PAAMAYIM_NEKUDOTAYIM意味着范围解析运算符(::)实际上在您的代码中PHP无法识别$ class_name范围内的$ static_var,这就是发生错误的原因。
If you still not clear, let me know. Thank you :)
如果你还不清楚,请告诉我。谢谢 :)
#3
1
You really should update your PHP version, 5.2 isn't supported anymore, but ...
你真的应该更新你的PHP版本,不再支持5.2,但是......
... in PHP 5.2 the only way to hack around this is to use eval:
...在PHP 5.2中,解决这个问题的唯一方法是使用eval:
$return = eval($class_name . '::\\$static_var;');
But be sure to validate $class_name before you use this, otherwise arbitrary code could be injected (e.g. $class_name = 'do_bad_things(); Class_Name).
但是在使用它之前一定要验证$ class_name,否则可能会注入任意代码(例如$ class_name ='do_bad_things(); Class_Name)。
#1
1
T_PAAMAYIM_NEKUDOTAYIM is the double colon scope resolution thingy PHP uses - :: You can try this $class_name = 'Test'; $class_name->$static_var;
T_PAAMAYIM_NEKUDOTAYIM是PHP使用的双冒号范围解析 - ::你可以尝试这个$ class_name ='Test'; $ CLASS_NAME - > $ static_var;
#2
1
@user762799 here is the solution for what you want to do it in php 5.2
@ user762799这里是你想在php 5.2中做到的解决方案
class Sample{
public static $name;
public function __construct(){
self::$name = "User 1";
}
}
$sample = new Sample();
$class = 'Sample';
$name = 'name';
$val_name = "";
$str = '$class::$$name';
eval("\$val_name = \"$str\";");
//echo $val_name."<br>";
eval("\$name = $val_name;");
echo $name;
PAAMAYIM_NEKUDOTAYIM means scope resolution operator(::) actually in your code PHP is unable to identify $static_var in the scope of $class_name that is why the error occured.

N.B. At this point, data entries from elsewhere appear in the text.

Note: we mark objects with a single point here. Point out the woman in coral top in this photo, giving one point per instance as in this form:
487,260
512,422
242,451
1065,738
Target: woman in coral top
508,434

PAAMAYIM_NEKUDOTAYIM意味着范围解析运算符(::)实际上在您的代码中PHP无法识别$ class_name范围内的$ static_var,这就是发生错误的原因。
If you still not clear, let me know. Thank you :)
如果你还不清楚,请告诉我。谢谢 :)
#3
1
You really should update your PHP version, 5.2 isn't supported anymore, but ...

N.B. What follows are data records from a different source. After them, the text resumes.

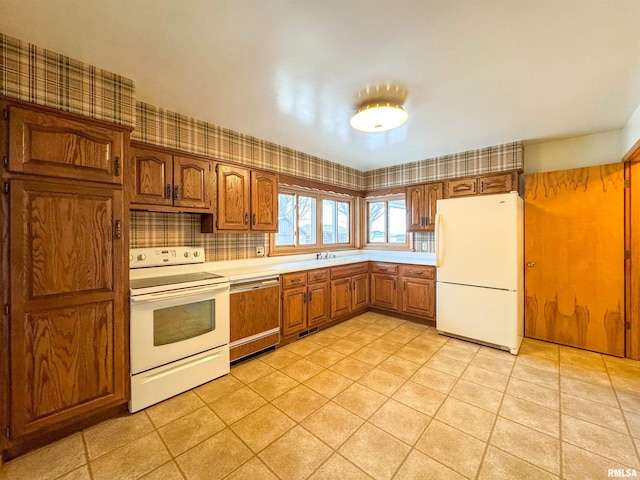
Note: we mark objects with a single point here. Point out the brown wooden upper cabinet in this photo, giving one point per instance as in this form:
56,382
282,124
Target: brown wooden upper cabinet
163,179
41,143
247,200
421,206
496,183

你真的应该更新你的PHP版本,不再支持5.2,但是......
... in PHP 5.2 the only way to hack around this is to use eval:
...在PHP 5.2中,解决这个问题的唯一方法是使用eval:
$return = eval($class_name . '::\\$static_var;');
But be sure to validate $class_name before you use this, otherwise arbitrary code could be injected (e.g. $class_name = 'do_bad_things(); Class_Name).
但是在使用它之前一定要验证$ class_name,否则可能会注入任意代码(例如$ class_name ='do_bad_things(); Class_Name)。